What follows is a dazzling and profoundly moving conversation about what makes us human. Never has the art of fiction been such an immediate guide to our navigation of a bewildering world. Never have DeLillo’s prescience, imagination and language been more illuminating and essential.
On an aeroplane a man recites flight data to his partner, half listening and writing in her notebook in the adjacent seat. Their conversation, spanning several pages, has somewhat of a stilted back and forth, as they each regard each other. They’re on their way to New York, to watch the Super Bowl with two friends, another couple: Max and Dianne. They are in their apartment waiting for their friends’ arrival, along with Dianne’s former student from when she was a physics professor. It’s a vocation, she says to herself, that she abandoned too early.
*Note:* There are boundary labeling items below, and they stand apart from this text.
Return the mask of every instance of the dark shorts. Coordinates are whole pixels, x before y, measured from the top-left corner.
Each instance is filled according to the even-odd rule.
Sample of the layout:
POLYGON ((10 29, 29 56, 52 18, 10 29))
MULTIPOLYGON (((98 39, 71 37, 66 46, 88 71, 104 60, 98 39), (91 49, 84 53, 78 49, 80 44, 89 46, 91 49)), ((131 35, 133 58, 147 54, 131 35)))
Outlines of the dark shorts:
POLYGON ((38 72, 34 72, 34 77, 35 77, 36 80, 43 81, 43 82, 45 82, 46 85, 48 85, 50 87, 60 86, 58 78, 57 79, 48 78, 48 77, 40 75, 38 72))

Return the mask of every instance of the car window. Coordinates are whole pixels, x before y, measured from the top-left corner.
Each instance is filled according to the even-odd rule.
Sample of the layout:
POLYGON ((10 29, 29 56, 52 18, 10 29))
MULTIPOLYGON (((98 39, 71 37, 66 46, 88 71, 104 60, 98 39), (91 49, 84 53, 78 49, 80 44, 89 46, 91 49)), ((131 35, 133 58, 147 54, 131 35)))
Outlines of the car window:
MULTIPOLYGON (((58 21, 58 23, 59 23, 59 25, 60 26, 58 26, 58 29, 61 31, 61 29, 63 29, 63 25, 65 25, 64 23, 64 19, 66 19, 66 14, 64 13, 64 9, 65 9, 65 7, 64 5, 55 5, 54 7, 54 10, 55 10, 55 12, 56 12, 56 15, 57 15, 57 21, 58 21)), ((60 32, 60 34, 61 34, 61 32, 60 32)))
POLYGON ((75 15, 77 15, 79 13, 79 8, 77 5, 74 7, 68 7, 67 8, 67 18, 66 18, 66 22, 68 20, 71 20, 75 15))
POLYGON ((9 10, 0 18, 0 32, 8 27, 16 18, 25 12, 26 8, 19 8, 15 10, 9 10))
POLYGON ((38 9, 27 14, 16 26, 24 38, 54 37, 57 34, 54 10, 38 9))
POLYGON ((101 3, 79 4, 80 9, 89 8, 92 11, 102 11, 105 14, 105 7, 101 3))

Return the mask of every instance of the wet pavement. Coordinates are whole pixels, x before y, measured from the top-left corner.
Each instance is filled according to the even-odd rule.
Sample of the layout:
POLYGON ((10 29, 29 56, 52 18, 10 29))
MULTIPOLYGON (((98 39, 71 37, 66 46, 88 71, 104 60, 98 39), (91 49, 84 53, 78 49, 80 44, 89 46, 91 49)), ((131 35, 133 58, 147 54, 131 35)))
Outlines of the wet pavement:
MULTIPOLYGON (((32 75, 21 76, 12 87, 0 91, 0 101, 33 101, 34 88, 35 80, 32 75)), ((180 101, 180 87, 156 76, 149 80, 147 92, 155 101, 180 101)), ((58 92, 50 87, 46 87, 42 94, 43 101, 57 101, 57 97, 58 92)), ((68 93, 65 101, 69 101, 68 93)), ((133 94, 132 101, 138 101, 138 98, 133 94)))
The couple in the plane, Jim and Tessa, do arrive at the apartment eventually, but only after the plane crashes and all electronic devices, at least in America, have ceased to work. This is Don DeLillo’s incredibly short 19th novel, and something of a culmination of his work to date. Football, crowds, mass hysteria, and the imminent disaster American life seems to be hurtling towards, are all touched upon. Dianne’s former student talks at length about Albert Einstein’s marginalia. Max works as an insurance-claims adjuster. As they’re bussed through the city to a clinic, after the plane crash, Jim says to Tessa, ‘All we need is rain and we’d know we were characters in a movie.’
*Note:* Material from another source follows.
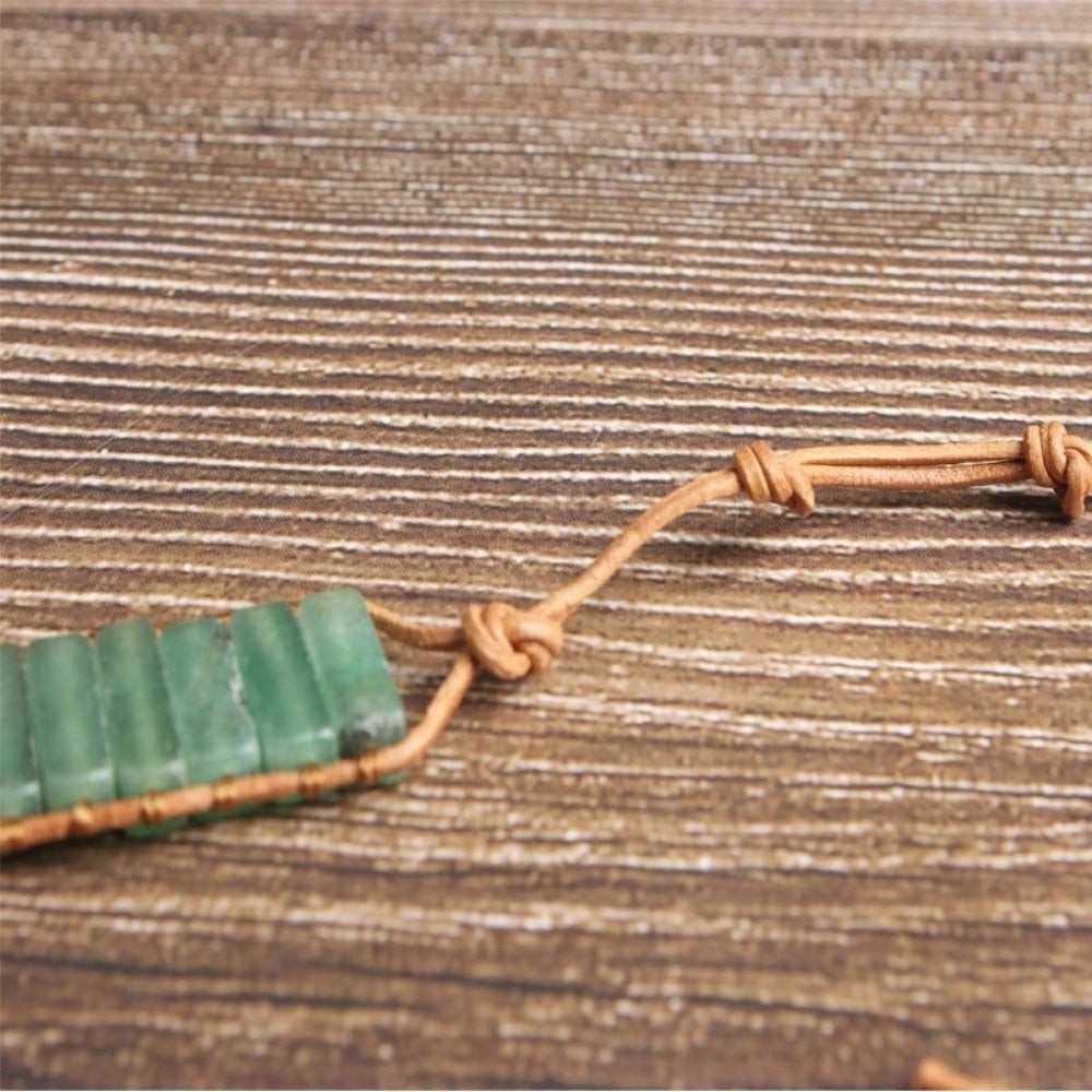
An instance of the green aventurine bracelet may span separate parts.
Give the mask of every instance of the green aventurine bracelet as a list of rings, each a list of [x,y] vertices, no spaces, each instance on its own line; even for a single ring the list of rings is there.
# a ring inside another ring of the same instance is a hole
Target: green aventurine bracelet
[[[570,583],[527,609],[472,606],[460,624],[419,626],[359,593],[268,603],[156,632],[134,619],[94,639],[0,645],[0,852],[122,829],[169,831],[390,780],[418,762],[479,667],[505,679],[543,670],[561,625],[658,530],[699,505],[746,494],[802,515],[815,487],[931,489],[1033,479],[1070,519],[1092,492],[1092,444],[1057,422],[1020,440],[856,444],[779,453],[759,441],[634,520]],[[377,627],[454,662],[408,733]]]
By now all of this is well-covered ground, but it’s not really DeLillo’s fault that his previous novels’ proclamations of everyday terrorism and a deep-seeded paranoia came true. By the end of The Silence, the characters all sit in a freezing cold apartment with no electricity, gathered reverently around a large blank TV-screen that will probably never come back on, each talking in short monologues without really listening to any of the others. It gives a fitting end to a disaster novel in which no-one heeded any warnings.